Alors que tous les pays de l'Union européenne (UE) ont adopté un système par répartition, le calcul des droits à la retraite varie d’un Etat européen à l’autre.
Avant de tomber, François Bayrou avait annoncé la couleur avec son plan d'urgence «Stop dette» : selon lui, tous les Français devraient payer leur écot au redressement des finances publiques, avec notamment un gel des prestations sociales et des pensions de base l'an prochain. En tout, l'ex Premier ministre prévoyait une économie de 43,8 milliards d'euros, dont les principaux en mettant même à contribution les retraités.
Si le gouvernement a chuté, lundi 8 septembre, avant même d'avoir dévoilé le détail de son budget, celui-ci ne prévoyait pas seulement de demander un effort aux retraités en 2026 mais jusqu'en… 2030. Dans le détail, le gouvernement avait prévu de minorer la revalorisation des retraites de base de 0,4 point de pourcentage par rapport à l'évolution de l'inflation chaque année entre 2027 et 2030.
À l'heure actuelle, le mode de calcul du financement du régime de retraite par répartition en France (pension de base des salariés) repose principalement sur la durée de cotisation (nombre de trimestres travaillés), le taux d'annuités (variable selon l'âge de départ) et le salaire de référence.

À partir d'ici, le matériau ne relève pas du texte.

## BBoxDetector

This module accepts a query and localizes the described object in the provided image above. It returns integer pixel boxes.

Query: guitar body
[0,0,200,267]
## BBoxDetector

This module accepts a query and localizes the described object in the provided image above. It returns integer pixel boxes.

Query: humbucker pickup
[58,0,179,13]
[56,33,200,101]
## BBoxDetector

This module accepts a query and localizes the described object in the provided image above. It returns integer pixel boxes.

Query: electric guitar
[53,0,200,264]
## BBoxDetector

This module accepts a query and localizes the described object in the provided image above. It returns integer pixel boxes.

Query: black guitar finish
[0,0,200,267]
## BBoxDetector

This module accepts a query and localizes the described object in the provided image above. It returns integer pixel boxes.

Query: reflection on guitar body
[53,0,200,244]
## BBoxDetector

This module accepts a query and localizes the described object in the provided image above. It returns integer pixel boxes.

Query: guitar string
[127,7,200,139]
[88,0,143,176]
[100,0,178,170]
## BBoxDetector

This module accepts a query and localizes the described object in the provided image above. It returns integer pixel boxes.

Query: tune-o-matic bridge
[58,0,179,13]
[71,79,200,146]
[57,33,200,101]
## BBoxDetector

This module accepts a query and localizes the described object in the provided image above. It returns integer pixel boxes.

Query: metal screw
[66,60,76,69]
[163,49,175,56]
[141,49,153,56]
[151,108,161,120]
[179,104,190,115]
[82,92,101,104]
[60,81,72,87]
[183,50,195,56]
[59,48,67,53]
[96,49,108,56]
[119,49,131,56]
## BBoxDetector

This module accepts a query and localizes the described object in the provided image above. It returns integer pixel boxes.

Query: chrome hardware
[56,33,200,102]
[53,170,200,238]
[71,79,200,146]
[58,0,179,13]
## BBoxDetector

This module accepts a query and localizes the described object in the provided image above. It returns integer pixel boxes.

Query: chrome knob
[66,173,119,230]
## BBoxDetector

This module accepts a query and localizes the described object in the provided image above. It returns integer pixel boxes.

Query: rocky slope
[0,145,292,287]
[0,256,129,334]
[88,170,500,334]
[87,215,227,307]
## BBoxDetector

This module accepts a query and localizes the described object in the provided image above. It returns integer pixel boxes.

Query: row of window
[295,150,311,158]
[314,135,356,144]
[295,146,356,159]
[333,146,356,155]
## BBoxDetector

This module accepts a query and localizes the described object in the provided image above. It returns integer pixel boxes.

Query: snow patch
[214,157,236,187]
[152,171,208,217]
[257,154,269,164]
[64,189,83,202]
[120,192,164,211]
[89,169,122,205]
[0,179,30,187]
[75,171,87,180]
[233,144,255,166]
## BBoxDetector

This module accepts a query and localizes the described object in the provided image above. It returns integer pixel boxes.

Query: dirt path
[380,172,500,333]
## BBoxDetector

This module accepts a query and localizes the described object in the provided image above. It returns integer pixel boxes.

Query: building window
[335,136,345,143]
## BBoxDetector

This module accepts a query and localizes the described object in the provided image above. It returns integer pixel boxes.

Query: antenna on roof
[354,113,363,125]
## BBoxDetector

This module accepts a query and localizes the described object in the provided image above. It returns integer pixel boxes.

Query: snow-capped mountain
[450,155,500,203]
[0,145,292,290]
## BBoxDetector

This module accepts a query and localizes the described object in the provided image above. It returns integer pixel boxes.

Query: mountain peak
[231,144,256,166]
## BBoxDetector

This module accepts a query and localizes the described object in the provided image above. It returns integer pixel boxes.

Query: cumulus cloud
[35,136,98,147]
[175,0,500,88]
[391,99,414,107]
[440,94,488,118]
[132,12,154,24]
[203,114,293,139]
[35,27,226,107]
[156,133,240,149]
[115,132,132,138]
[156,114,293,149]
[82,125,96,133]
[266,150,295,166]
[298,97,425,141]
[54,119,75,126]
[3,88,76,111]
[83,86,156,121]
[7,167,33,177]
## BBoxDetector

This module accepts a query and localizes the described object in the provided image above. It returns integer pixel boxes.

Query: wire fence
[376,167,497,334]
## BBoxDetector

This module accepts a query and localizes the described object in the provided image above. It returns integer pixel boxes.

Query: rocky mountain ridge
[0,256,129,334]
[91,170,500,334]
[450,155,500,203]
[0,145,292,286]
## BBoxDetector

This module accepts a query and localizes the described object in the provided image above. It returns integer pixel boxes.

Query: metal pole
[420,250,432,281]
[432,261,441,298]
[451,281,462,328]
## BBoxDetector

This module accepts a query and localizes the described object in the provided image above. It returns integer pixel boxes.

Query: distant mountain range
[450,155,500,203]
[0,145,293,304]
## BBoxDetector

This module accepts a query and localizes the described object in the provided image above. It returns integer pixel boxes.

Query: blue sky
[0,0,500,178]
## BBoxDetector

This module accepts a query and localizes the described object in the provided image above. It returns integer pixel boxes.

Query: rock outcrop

Mais qu'en est-il du financement des retraites chez nos voisins européens ?
Annuités, points et comptes notionnels
Actuellement, tous les pays de l'Union européenne (UE) ont adopté un système par répartition, complété de manière obligatoire ou facultative par une retraite par capitalisation (s'appuyant sur divers dispositifs d'épargne). Cependant, différents modes de calcul sont utilisés pour définir le montant des pensions de base touchées par les retraités européens.
Comme détaillé sur l'infographie de Statista, reprenant notamment des données de la Commission européenne, au sein de l'UE, on dénombre trois principaux modes de calcul : le régime en annuités - comme la France, la Belgique et l'Espagne, les retraites à points - comme en Allemagne et en Irlande, ainsi que les comptes notionnels, comme en Italie et en Suède.
Utilisés par la majorité des pays de l'Union européenne, le calcul par régime en annuités dépend de trois facteurs : le salaire de référence, la durée de cotisation (nombre d'années ou de trimestres travaillés) et le taux d'annuités (ou taux de liquidation, maximal lorsque le retraité remplit une double condition d'âge et de durée totale validée).
Dans le système à points, le montant de la retraite dépend du nombre de points accumulés, de la valeur attribuée à chaque point (généralement déterminé par les partenaires sociaux) et de l'âge de départ.
Quant aux comptes notionnels, utilisés dans cinq États membres (contre quinze pour les annuités et sept la retraite à points), ils reposent sur l'accumulation d'un capital virtuel qui augmente avec les cotisations versées et les revalorisations annuelles.